Le dernier numéro de Sciences et Avenir consacré à la réfutation des différences entre hommes et femmes m'a paru tellement caricatural qu'il constitue une bonne illustration des dérives idéologiques de la science, aussi bien du côté sexiste que du politiquement correct constituant son pendant et qui n'ont tous deux rien à voir avec la science faussement invoquée dans un cas comme dans l'autre.
Une nouvelle étude qui établit tout au contraire que ces différences existent mais qu'elles ne sont que statistiques va nous permettre de faire le point sur la confusion entre nature et norme.
Que les choses soient bien claires, il est tout-à-fait évident que les femmes sont victimes de préjugés qu'il faut combattre et qu'il y a des études tendancieuses qui doivent être dénoncées mais pas plus que l'antiracisme ne doit mener à nier les différences génétiques, le féminisme ne peut tenir lieu de science. C'est pour ne pas en discréditer la portée critique qu'une critique de la critique s'impose, sans doute plus sur la forme que sur le fond.
Ainsi, la manipulation de la science s'annonce dès le titre : "La science face aux idées reçues", de quoi vous clouer le bec, surtout que tout le dossier sera fait avec un point de vue complètement unilatéral et partisan, en faisant croire à un nouveau consensus ("une rafale d'articles") alors que le dossier est construit autour d'une seule étude très contestable. On pourrait croire qu'une telle assurance vient d'une découverte majeure qui soudain permettrait de clore la question de façon indiscutable, car c'est bien ce qu'on revendique ici, que cela ne fasse même plus question. Or, ce qu'on découvre, c'est juste une étude critique des études antérieures qui en disqualifie les résultats et dénonce leurs biais idéologiques, nous enjoignant à les refouler pour des raisons largement idéologiques. C'est bien là qu'une critique de la critique est indispensable.
Le mécanisme est à chaque fois le même d'un aveuglement symétrique à celui du camp adverse, appuyant ses croyances sur les croyances les plus absurdes de la théorie contraire.
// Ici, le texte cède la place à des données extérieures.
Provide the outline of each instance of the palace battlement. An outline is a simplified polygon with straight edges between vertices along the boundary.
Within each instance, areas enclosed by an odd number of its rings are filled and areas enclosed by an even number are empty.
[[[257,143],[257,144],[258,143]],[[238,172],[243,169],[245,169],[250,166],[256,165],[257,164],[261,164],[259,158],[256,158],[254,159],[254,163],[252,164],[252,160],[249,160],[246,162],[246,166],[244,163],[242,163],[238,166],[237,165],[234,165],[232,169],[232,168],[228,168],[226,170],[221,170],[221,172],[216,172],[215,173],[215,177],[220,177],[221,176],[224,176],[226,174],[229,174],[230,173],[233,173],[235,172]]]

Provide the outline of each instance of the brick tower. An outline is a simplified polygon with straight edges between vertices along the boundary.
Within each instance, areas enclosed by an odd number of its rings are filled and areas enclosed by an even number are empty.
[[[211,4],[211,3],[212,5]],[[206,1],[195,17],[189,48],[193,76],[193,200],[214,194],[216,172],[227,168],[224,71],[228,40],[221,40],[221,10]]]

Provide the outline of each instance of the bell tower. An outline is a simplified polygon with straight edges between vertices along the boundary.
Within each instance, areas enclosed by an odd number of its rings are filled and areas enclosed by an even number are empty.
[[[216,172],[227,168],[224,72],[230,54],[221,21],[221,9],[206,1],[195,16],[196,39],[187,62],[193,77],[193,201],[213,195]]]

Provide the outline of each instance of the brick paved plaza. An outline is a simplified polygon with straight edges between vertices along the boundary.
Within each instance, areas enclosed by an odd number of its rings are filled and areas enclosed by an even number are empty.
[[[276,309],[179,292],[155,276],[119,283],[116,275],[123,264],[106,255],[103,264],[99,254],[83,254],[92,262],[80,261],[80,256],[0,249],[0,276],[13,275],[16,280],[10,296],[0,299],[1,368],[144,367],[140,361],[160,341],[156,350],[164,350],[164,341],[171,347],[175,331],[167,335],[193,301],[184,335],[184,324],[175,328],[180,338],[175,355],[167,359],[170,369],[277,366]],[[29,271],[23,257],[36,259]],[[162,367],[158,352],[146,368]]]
On est un peu sidéré de voir quels sont les "clichés démontés", et avec quels arguments ! "Les filles préfèrent le rose", "les hommes sont monotâches", "les femmes ne savent pas lire les cartes routières", on voit le niveau, sans avoir peur de nier que l'attachement maternel puisse être naturel sous prétexte qu'il n'est pas toujours présent ! C'est la grande erreur de cette étude simplement statistique (des autres études) de ne pas prendre en compte le caractère statistique des propriétés biologiques.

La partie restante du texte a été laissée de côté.